I don't think we have to add that last sentence. That holds for pretty much
everything in this documentation.

+ <para>
+ Sometimes relation-based state management for extensions is not
+ sufficient to meet their needs. In that case the extension may need to

Better:
Sometimes, relation-based state management is not sufficient to meet the
needs of an extension.

+ use PostgreSQL's shared-memory based inter-process communication
+ features, and should certainly do so instead of inventing its own or
+ trying to use platform level features. An extension may use
+ <link linkend="xfunc-shared-addin">"raw" shared memory requested from
+ the postmaster at startup</link> or higher level features like dynamic
+ shared memory segments (<acronym>DSM</acronym>),
+ dynamic shared areas (<acronym>DSA</acronym>),
+ or shared memory message queues (<acronym>shm_mq</acronym>).
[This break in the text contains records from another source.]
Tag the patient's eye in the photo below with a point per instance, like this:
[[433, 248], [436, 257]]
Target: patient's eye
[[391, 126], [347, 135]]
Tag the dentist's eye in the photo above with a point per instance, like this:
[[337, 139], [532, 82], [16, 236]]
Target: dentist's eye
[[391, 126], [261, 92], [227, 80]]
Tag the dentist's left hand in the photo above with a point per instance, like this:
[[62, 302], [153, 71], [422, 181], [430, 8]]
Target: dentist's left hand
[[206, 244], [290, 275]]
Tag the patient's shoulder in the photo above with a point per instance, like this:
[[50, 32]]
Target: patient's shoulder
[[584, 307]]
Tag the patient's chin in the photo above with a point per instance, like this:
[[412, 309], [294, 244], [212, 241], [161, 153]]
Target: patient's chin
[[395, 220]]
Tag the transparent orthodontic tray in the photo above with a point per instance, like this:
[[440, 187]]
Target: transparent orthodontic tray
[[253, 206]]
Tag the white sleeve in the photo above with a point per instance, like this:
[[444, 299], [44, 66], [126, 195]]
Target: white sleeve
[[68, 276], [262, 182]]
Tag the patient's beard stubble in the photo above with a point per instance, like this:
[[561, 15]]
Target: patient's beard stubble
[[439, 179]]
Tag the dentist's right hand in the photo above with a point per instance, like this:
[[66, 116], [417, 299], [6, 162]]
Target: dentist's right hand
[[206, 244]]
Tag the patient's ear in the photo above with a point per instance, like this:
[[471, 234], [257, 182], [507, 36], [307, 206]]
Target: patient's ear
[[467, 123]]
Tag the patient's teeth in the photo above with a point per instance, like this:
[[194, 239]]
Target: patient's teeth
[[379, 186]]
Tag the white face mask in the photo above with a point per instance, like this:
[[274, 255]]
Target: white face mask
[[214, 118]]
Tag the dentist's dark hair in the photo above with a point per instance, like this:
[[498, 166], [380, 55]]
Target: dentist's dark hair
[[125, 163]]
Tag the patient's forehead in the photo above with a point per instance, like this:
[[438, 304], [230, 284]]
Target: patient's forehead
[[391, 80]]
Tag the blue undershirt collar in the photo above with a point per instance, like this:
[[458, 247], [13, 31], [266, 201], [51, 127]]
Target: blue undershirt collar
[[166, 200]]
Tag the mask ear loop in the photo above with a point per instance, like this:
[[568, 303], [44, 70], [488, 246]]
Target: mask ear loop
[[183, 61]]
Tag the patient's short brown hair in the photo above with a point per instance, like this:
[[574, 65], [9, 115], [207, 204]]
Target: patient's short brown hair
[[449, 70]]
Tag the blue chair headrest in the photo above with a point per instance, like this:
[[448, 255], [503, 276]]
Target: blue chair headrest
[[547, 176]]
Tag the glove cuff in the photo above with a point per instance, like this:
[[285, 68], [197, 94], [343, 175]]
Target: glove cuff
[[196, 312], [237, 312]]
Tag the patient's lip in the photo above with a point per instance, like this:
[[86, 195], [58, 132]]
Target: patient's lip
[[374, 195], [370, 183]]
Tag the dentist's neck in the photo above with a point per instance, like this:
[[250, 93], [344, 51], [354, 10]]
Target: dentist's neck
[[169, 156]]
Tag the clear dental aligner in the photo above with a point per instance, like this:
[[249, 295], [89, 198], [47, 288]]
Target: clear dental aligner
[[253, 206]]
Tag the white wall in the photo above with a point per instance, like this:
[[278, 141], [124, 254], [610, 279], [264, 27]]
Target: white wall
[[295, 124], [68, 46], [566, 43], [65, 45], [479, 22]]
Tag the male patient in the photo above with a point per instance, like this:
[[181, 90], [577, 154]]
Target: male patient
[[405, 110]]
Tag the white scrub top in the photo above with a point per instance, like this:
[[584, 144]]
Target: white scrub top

Examples
+ of the use of some these features can be found in the
+ <filename>src/test/modules/test_shm_mq/</filename> example extension. Others
+ can be found in various main PostgreSQL backend code.
+ </para>

Instead of the last sentence, I'd prefer
... or other parts of the source code.

+ <listitem id="xfunc-relcache-syscache">
+ <para>
+ Look up system catalogs and table information using the relcache and syscache

How about "table metadata" rather than "table information"?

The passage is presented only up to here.